According to the Pulitzer committee, Barry and Clifford J. Levy, who received the award with Barry, “put a human face on the faltering justice system in Russia, remarkably influencing the discussion inside the country” in the newspaper’s 2010 series, “Above the Law.”
Barry has been the paper’s Moscow correspondent since June 2008. She joined the Times as a Metro reporter in January 2007. She previously worked for the Los Angeles Times as a national correspondent and as the Atlanta bureau chief; for the Boston Globe as a mental health reporter and on the Iraq foreign desk; for the Boston Phoenix as a feature writer; and for the Moscow Times as a staff reporter.
She was a Pulitizer Prize finalist with other New York Times reporters in 2008 in the breaking news category for reporting on a fire in the Bronx that killed nine people.
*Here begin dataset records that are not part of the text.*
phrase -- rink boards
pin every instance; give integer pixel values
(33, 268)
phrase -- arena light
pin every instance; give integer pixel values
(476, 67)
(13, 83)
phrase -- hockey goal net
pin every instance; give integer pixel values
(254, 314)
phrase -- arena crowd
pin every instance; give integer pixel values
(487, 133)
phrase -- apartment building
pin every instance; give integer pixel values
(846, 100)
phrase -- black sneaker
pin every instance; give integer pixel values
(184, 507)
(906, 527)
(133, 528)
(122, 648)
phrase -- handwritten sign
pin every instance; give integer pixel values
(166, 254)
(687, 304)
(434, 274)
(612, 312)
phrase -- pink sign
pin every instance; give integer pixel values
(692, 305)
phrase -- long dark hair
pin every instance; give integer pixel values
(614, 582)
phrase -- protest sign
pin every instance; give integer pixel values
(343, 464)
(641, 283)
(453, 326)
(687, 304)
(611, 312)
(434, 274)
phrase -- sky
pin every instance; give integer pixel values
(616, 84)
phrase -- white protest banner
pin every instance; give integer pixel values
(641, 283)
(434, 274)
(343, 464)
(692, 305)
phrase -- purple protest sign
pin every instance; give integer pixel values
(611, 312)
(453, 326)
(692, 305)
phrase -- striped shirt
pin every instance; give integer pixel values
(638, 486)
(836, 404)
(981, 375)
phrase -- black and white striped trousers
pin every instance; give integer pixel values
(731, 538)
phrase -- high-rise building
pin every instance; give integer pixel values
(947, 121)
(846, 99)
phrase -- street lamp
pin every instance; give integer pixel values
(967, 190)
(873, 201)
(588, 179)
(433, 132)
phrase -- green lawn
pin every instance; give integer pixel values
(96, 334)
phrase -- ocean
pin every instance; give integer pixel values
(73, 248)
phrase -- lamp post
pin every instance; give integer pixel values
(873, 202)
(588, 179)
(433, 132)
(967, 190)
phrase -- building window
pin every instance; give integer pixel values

Barry was also a Pulitzer Prize finalist in 2004 for her beat reporting on mental health and in 2002 for feature writing for a series, “Lost Boys of Sudan.”
After graduating from Sidwell Friends in 1989, Barry attended Yale University, where she was awarded the 1993 Wallace Non-Fiction Prize and the 1993 Wright Prize for best essay by a senior. She graduated from Yale in 1993 with a degree in English literature.